7.1.  The delegation SHOULD contain at least two name servers

   Section 4.1 [RFC1034] states that by administrative fiat we require
   every zone to be available on at least two name servers.  Section 5
   of [RFC2182] that answers the question on how many name servers are
   needed, the recommendation is that "three servers be provided for



Wallstrom & Schlyter     Expires April 29, 2017                 [Page 9]


Internet-Draft         DNS Delegation Requirements          October 2016


   most organisation level zones, with at least one which must be well
   removed from the others."

   In order to avoid any operational problems, a delegation SHOULD
   contain at least two (2) authoritative name servers.

7.2.  The NS RR set in the parent SHOULD be a subset of the NS RR set in
      the child

   As per the name resolving algorithm described in [RFC1034] the NS RR
   in the child zone is authoritative for the zone, and any delegation
   hints in the parent are discarded in the resolving process.  The NS
   RR set in the parent zone SHOULD be a subset of the NS RR set in the
   child zone.

7.3.  The name servers SHOULD have network path diversity

   [RFC2182], Section 3.1 states that distinct authoritative name
   servers for a child domain should be placed in different topological
   and geographical locations.  The objective is to minimise the
   likelihood of a single failure disabling all of them.  Further
   support for this is given in Section 5:

      It is recommended that three servers be provided for most
      organisation level zones, with at least one which must be well
      removed from the others.

   To avoid any single point of failure in networking, the name servers
   SHOULD exhibit network path diversity.  Using current routing
   technology, this means that all name servers SHOULD NOT be placed
   within a single routing domain, or AS (autonomous system).

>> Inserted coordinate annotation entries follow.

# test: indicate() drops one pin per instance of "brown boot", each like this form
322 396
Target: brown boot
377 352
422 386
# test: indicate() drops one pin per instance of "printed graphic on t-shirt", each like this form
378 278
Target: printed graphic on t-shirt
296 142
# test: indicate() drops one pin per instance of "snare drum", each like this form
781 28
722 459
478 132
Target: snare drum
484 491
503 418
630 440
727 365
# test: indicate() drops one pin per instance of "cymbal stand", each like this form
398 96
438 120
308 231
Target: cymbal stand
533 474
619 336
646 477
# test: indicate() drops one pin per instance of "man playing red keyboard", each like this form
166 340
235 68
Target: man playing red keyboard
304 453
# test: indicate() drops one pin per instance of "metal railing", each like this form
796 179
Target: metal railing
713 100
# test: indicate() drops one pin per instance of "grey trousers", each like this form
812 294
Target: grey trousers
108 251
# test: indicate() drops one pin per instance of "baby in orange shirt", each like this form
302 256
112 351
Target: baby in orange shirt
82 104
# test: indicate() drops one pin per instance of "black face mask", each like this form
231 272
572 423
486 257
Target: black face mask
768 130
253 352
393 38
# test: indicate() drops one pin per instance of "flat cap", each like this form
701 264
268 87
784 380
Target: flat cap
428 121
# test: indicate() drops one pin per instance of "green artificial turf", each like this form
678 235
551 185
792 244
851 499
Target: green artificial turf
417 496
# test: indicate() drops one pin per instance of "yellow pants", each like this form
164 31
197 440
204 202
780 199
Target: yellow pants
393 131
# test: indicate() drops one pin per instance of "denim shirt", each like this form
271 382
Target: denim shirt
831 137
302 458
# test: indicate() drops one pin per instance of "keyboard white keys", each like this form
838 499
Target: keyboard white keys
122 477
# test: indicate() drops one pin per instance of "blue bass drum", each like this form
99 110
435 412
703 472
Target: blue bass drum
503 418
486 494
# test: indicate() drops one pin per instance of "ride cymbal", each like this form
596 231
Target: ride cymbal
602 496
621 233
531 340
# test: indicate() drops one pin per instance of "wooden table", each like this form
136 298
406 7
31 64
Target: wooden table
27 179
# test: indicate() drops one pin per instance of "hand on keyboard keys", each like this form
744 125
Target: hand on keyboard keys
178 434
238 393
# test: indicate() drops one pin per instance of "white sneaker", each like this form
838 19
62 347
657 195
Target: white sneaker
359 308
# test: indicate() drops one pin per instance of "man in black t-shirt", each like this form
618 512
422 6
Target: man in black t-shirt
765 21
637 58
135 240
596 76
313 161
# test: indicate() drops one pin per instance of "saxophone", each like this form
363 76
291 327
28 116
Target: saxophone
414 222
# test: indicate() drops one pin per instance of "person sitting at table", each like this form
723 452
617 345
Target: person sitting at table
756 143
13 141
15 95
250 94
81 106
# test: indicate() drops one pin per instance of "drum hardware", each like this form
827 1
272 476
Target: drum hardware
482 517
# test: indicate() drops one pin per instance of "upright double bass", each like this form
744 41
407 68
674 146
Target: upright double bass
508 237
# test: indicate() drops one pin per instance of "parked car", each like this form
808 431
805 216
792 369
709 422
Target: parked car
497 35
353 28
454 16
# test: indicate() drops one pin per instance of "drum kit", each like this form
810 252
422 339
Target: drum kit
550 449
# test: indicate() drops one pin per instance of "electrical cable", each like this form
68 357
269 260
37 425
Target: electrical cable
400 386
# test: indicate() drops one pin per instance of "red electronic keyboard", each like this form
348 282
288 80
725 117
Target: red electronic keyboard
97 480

7.4.  The name servers MUST have distinct IP addresses

   A common workaround to a registry policy that requires at least two
   name servers is to create two (2) names with the same IP address.

   To avoid any operational errors and workaround such as this, all name
   servers used for the zone MUST use distinct IP addresses.

7.5.  The referral SHOULD fit into a non-truncated 512 byte UDP packet

   The DNS still defaults to using UDP, although efforts into requiring
   or transitioning to use TCP have come a long way.  The UDP packet
   limit is 512 bytes, and although the EDNS0 [RFC6891] extension
   mechanism to overcome this limit have been in use for a very long
   time, many middleboxes and proxies still interfere with DNS packets
   ([RFC5625]).



Wallstrom & Schlyter     Expires April 29, 2017                [Page 10]


Internet-Draft         DNS Delegation Requirements          October 2016


   To avoid any such problems with the delegation, and to avoid any
   unexpected truncation of a referral response, the referral containing
   the delegation from the parent SHOULD fit within 512 bytes.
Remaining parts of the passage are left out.